Sex differences in the brain during long-term memory
Spets, Dylan S. “Sex differences in the brain during long-term memory”, Boston College, 2021. http://hdl.handle.net/2345/bc-ir:109195.
Sex differences exist in both brain anatomy and neurochemistry (Cahill, 2006). Many differences have been identified in brain regions associated with long-term memory including the dorsolateral prefrontal cortex, hippocampus, and visual processing regions (Andreano & Cahill, 2009). There is, however, a paucity of research investigating whether and how these differences translate into differences in functional activity.
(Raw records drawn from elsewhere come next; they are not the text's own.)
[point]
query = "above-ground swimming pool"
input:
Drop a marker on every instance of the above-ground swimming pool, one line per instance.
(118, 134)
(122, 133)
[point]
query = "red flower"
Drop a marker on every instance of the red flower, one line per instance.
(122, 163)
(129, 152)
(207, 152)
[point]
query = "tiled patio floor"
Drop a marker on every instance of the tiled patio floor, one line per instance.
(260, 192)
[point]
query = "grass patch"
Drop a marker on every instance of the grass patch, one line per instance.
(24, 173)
Part 1 investigated sex differences in the patterns of functional activity in the brain during spatial long-term memory, item memory, memory confidence, and false memory. In addition, a meta-analysis was conducted to identify whether there were consistent sex differences in the brain across different long-term memory types. Part 2 determined whether there were sex differences in the patterns of functional connectivity in the brain during spatial long-term memory. Specifically, differences in functional connectivity between the hippocampus and the rest of the brain in addition to the thalamus and the rest of the brain were investigated. Finally, Part 3 investigated whether the observed differences in the patterns of activity (identified in Chapter 1) had sufficient information to classify the sex of individual participants. The results of Part 3 argue against the popular notion that the average female brain and average male brain are not significantly different (Joel et al., 2015). More broadly, the studies presented in this dissertation argue against the widespread practice of collapsing across sex in cognitive neuroscience.